You’ll find plenty of water along the track so need not load up for the entire day at the start; top up at Loddon River to keep your pack light. Although some hikers don’t carry a tent because of the (very comfortable) huts, we strongly recommend bringing one in this region: a shelter whilst on track is an essential safety item in case of accidents and the potential for hypothermia in notoriously changeable weather.
See our Planning and Tips for more logistics and details.
Walk with Us:
Instead, like most hikers, we use a layering system. Materials vary but the principles remain the same: a sweat-wicking base layer against the skin, an insulating layer over that, and a waterproof rain shell on the outside.
We use a light wool baselayer (short or long-sleeved); other people prefer silk or synthetic, but never cotton or bamboo, both of which are cold when wet, absorb moisture and take forever to dry. Next is a fleece, usually synthetic — cheap brands are often equally warm, just a little bulkier, heavier and less durable than expensive ones — and last is the rain shell on the outside.
When you stop for a break in very cold weather, you can layer the puffy between the fleece and the rainshell, but need to take it off again when you start walking. In camp where you’re not exerting yourself, you can wear all layers too. A layering system is considered best practice: avoid buying a heavy insulated waterproof jacket because it will be too hot for hiking in and has the potential to wet out. Ensure a rain shell is sufficiently loose that it doesn’t compress the fleece and/or down insulation when it’s layered underneath.
Highly breathable rainshells like the Visp may be insufficiently warm in camp because they aren’t windproof. For this region, we’d recommend a 3 layer goretex (or equivalent) jacket with a hydrostatic head rating of at least 20,000mm and preferably around 30,000mm, especially if your pack is not ultralight, or your jacket will seep at the shoulders and back.

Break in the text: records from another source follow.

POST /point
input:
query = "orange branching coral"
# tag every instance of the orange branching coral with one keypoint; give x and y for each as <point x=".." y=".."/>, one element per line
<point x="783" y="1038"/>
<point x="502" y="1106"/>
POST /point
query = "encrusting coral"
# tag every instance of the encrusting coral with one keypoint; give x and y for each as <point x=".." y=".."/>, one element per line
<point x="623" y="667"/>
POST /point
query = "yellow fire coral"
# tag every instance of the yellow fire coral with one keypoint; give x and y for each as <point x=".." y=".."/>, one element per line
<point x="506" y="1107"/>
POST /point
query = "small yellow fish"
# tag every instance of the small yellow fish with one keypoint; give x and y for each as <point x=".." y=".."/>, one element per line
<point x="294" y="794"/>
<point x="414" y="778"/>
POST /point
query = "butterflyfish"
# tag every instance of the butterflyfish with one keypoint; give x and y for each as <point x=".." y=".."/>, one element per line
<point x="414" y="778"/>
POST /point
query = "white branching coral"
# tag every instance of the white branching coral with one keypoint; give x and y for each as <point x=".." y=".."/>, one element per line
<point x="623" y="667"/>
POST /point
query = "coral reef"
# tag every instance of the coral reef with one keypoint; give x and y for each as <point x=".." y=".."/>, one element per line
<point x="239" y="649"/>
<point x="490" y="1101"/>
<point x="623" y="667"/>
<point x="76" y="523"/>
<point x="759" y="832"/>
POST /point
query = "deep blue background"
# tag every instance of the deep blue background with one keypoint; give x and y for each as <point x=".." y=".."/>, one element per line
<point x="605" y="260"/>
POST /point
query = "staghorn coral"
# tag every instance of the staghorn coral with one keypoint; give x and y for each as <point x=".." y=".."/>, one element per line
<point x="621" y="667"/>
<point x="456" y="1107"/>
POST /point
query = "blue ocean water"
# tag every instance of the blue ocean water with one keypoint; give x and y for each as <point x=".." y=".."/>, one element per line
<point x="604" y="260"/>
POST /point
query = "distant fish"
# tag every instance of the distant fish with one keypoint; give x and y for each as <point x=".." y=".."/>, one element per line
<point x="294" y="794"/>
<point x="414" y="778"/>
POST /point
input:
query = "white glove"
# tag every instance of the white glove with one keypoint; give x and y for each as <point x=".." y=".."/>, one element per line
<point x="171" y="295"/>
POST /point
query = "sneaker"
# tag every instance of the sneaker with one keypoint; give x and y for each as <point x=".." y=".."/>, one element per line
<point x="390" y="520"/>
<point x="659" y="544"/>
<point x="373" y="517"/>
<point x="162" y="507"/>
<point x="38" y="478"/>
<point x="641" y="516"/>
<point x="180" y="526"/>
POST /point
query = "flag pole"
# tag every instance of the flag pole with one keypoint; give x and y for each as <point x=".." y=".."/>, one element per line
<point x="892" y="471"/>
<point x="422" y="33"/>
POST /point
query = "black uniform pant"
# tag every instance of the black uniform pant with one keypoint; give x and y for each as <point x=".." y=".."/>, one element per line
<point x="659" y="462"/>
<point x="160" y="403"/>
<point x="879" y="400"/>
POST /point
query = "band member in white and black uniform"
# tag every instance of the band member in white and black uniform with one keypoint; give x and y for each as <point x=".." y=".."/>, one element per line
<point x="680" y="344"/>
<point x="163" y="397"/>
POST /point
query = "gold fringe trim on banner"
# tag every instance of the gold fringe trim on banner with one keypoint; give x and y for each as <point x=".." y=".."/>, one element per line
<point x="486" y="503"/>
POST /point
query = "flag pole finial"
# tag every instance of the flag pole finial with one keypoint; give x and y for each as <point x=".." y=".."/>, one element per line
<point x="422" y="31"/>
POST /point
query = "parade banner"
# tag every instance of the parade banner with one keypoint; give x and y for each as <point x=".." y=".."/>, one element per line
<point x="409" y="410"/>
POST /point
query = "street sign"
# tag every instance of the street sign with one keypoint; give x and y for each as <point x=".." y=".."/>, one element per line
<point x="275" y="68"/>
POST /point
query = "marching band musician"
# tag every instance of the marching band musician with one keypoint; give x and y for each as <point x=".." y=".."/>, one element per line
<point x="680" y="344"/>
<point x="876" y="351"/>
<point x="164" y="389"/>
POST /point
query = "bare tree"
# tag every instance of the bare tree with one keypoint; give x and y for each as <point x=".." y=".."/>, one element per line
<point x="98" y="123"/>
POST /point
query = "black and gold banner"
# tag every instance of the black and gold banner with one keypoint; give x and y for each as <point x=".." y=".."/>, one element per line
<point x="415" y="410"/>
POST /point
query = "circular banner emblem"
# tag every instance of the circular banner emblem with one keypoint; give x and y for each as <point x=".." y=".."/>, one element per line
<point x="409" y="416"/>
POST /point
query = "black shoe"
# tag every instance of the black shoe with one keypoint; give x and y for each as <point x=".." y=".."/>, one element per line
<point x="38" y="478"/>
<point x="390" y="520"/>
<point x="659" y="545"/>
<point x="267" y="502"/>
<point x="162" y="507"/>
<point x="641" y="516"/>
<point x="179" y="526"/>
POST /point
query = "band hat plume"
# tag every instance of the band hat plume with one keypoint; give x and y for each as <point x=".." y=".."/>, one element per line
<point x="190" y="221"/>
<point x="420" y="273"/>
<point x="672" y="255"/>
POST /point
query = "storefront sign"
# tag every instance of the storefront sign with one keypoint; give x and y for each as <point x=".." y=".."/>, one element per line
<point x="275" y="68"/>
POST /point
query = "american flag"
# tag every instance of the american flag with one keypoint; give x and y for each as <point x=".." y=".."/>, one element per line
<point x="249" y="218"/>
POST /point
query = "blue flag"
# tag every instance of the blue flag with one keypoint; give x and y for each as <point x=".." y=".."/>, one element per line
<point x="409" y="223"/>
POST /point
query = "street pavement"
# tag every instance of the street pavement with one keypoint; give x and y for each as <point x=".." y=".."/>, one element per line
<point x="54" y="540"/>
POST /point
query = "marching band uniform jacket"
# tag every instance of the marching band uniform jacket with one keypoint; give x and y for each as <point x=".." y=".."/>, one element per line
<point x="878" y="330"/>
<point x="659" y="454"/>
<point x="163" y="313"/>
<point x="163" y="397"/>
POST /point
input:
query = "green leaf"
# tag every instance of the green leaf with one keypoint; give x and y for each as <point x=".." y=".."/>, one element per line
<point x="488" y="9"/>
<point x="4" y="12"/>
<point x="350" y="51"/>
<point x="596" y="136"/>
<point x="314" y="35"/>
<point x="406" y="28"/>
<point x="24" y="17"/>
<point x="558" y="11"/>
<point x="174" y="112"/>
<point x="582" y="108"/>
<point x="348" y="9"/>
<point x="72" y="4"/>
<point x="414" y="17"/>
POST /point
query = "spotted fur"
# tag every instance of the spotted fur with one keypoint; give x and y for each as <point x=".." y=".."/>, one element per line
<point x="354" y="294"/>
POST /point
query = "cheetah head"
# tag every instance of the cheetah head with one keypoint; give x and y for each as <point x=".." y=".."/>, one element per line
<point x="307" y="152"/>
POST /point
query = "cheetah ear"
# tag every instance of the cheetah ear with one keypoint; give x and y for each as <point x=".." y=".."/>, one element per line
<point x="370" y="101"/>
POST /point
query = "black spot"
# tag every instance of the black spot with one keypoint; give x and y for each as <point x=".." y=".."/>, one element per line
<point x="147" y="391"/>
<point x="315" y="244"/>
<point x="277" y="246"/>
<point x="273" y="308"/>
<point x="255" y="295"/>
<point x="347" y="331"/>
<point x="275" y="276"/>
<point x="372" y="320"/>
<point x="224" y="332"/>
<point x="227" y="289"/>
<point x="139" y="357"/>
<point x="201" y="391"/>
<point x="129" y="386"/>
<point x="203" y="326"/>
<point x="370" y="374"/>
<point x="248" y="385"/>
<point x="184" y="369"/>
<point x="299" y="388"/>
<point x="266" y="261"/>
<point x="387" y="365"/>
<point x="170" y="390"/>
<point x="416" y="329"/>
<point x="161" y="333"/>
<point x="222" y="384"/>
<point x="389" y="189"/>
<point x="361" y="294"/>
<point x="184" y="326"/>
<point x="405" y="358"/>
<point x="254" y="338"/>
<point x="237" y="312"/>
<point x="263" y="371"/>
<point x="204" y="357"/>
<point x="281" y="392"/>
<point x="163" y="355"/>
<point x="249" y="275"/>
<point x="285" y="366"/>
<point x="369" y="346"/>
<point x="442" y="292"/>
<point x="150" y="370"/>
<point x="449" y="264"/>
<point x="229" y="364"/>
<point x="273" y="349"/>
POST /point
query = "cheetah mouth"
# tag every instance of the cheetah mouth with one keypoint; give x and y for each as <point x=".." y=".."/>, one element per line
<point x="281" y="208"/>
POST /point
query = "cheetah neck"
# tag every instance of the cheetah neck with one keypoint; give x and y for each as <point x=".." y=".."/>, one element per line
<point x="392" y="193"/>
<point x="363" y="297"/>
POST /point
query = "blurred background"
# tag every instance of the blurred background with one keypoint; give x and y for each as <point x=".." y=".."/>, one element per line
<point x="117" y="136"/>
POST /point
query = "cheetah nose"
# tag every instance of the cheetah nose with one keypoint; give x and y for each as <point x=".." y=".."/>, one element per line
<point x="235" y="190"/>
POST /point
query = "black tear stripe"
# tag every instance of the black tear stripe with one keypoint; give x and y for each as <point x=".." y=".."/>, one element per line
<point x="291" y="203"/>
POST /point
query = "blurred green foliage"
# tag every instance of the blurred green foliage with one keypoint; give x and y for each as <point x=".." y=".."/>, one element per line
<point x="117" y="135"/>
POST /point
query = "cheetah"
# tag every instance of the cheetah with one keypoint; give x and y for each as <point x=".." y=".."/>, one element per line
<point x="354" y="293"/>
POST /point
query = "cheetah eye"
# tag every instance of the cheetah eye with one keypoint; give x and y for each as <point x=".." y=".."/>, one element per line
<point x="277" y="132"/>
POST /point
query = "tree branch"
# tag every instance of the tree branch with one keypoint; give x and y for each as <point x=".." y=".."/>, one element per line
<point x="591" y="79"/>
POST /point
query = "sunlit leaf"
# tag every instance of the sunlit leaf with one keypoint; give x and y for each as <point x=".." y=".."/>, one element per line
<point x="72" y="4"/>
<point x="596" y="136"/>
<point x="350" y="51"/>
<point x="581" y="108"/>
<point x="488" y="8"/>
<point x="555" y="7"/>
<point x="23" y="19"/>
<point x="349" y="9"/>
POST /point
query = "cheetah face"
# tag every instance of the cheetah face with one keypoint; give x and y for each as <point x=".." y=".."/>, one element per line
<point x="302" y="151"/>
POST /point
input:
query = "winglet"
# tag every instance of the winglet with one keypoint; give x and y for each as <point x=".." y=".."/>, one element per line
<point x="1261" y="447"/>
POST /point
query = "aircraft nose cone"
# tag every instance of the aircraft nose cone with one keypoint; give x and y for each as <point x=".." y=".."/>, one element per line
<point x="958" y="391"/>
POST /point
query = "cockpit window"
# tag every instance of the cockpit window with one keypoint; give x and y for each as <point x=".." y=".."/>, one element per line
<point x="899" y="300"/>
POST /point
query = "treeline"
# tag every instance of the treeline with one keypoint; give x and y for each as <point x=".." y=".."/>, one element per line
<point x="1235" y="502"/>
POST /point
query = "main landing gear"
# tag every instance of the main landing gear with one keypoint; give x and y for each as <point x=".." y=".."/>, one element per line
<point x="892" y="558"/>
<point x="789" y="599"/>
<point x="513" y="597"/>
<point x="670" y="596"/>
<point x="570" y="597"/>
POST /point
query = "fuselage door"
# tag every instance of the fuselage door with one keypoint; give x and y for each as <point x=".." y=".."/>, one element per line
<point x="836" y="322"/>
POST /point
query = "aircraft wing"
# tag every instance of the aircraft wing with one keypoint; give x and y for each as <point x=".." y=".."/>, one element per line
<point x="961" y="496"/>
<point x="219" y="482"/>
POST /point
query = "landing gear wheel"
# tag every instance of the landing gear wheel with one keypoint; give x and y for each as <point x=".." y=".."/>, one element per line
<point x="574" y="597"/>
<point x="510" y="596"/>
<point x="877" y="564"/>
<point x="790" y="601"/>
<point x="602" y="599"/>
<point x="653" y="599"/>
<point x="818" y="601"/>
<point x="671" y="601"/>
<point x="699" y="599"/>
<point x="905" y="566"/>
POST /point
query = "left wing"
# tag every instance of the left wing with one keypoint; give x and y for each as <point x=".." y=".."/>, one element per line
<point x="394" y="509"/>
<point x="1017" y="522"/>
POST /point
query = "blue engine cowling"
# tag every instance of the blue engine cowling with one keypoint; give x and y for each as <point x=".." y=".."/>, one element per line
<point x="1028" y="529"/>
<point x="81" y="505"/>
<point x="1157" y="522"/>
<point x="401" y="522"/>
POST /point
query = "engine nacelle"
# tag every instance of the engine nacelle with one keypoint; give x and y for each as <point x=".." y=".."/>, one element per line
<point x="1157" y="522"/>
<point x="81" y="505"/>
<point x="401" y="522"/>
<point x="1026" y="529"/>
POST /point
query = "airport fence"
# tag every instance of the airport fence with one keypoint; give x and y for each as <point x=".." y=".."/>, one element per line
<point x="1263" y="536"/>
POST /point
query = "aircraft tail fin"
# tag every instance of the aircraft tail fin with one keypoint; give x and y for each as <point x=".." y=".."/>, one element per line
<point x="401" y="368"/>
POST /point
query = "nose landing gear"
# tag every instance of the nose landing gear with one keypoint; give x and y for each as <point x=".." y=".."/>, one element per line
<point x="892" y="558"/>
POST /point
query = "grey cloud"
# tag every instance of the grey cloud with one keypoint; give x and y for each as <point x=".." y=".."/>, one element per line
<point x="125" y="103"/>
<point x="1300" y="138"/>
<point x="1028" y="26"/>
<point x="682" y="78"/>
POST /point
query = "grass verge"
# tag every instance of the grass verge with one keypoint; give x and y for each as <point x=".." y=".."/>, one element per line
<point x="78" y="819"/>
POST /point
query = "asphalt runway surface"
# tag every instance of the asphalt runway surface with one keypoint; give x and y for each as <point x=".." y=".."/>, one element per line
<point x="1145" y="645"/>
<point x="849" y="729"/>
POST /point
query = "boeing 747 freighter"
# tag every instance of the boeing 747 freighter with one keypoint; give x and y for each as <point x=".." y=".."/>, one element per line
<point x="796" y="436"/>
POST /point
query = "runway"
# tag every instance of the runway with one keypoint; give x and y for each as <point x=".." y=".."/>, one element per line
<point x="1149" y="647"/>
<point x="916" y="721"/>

Many hikers also carry rainpants, especially if their jacket is hip length rather than thigh length.
Fortunately, this afternoon there is no need for rain gear: the hut is warm and comfortable with the sun pouring in the west-facing window. A sturdy soul has gone for a dip in the lake (more details in Planning and Tips).
The first day of this hike has lived up to its promise of variety, beaut views and a remote ambience, and we have been told that each successive day is more spectacular than the last. This is exciting because we both loved today’s views. What will tomorrow bring?